What are the main differences between New York and California’s incentive programs

What are the main differences between New York and California

The main differences between New York and California’s incentive programs, particularly in the contexts of solar energy and film production, are summarized below:

Solar Incentives

  • New York:
    • Offers direct cash incentives of $0.40-$0.70 per watt and a state tax credit of 25% (up to $5,000).
    • Provides a property tax exemption for 15 years and offers zero-interest financing options.
    • These incentives can reduce solar costs by up to 60%.
  • California:
    • The NEM 3.0 program includes enhanced battery storage incentives, peak period export credits, smart home integration bonuses, and local utility rebates.
    • Strategic system design is crucial for maximizing savings under this new framework.

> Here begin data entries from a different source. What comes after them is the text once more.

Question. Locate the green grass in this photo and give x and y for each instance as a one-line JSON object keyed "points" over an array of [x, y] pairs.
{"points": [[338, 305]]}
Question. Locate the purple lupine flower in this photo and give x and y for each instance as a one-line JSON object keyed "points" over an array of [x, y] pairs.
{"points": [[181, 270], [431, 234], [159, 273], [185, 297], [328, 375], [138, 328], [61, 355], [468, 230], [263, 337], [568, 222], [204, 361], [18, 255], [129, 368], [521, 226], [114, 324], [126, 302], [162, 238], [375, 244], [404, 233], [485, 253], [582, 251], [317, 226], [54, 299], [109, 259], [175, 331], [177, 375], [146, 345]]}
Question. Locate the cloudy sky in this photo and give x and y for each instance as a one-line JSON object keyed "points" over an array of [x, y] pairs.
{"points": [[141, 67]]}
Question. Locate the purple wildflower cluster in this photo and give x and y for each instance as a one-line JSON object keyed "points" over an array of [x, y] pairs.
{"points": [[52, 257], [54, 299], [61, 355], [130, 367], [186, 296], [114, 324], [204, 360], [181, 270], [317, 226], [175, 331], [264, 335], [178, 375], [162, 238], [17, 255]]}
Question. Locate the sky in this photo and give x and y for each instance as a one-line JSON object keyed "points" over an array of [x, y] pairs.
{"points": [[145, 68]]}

Film Production Incentives

  • New York:
    • Offers a fully refundable film tax credit of up to 30% on qualified production expenses.
    • An additional 10% credit is available for productions outside of New York City and specific counties.
    • The annual cap for the program is $700 million.
  • California:
    • Provides a non-transferable and non-refundable tax credit of up to 20% for qualified costs, with an annual cap of $330 million (set to increase to $750 million in 2025-26).
    • Credits cannot be used for above-the-line spending such as actor salaries and require a competitive allocation process.

These differences highlight New York’s strong focus on refundable credits and broader solar incentives, while California emphasizes competitive allocation for film credits and diverse solar incentives with a focus on smart grid integration.